Are there settings I can adjust in Visual Studio so that it does not compile with any run time library or MFC. I started learning C++ to get away from C#'s .Net, and this is just as bad. When I execute the program in a Windows XP virtual machine I get an error. I can compile without the dependencies in Code::Blocks, but I'm more familiar with VS, and prefer many of it's features over those of Code::Blocks. If you know of to get past this, it would be greatly appreciated. Thanks.
Unless you write in assembly, every language has some sort of runtime associated with it.
I don't believe you have to use MFC though, you can choose those options when you create the project (Console project, empty project, MFC, etc).
If you post details about the error you get on the XP virtual machine it would also be helpful.
You didn't say what kind of executable you're trying to produce. Is it command line, windows winforms, etc?
You might also review the NetBeans and Eclipse IDE's for C++ projects.
You can simply link to the static version of the CRT; just go into the project properties and specify, for the Release configuration, the "Multithreaded (/MT)" CRT instead of the "Multithreaded DLL (/MD)" (you can leave the debug configuration alone, since you'll run it just on your machine anyway).

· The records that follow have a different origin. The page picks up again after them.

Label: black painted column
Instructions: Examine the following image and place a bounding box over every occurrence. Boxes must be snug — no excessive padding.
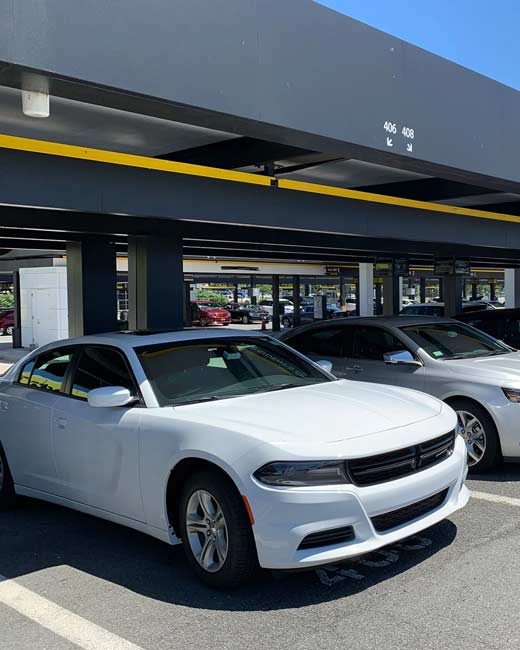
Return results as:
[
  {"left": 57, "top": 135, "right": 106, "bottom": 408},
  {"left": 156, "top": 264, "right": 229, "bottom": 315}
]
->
[
  {"left": 293, "top": 275, "right": 301, "bottom": 327},
  {"left": 128, "top": 235, "right": 185, "bottom": 330},
  {"left": 67, "top": 239, "right": 118, "bottom": 337},
  {"left": 272, "top": 275, "right": 280, "bottom": 332},
  {"left": 419, "top": 278, "right": 426, "bottom": 302}
]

In this way your executable will depend just from "safe" system dlls; obviously this will make your executable grow quite a bit (for example, a small console application that I needed to work without dependencies grew from ~32 KB to ~200 KB).
If you, instead, just want to go without any standard library, you'll have to enable the "Ignore default libraries" option (or something like that, among the linker options), but keep in mind that in this way you won't have almost any facility.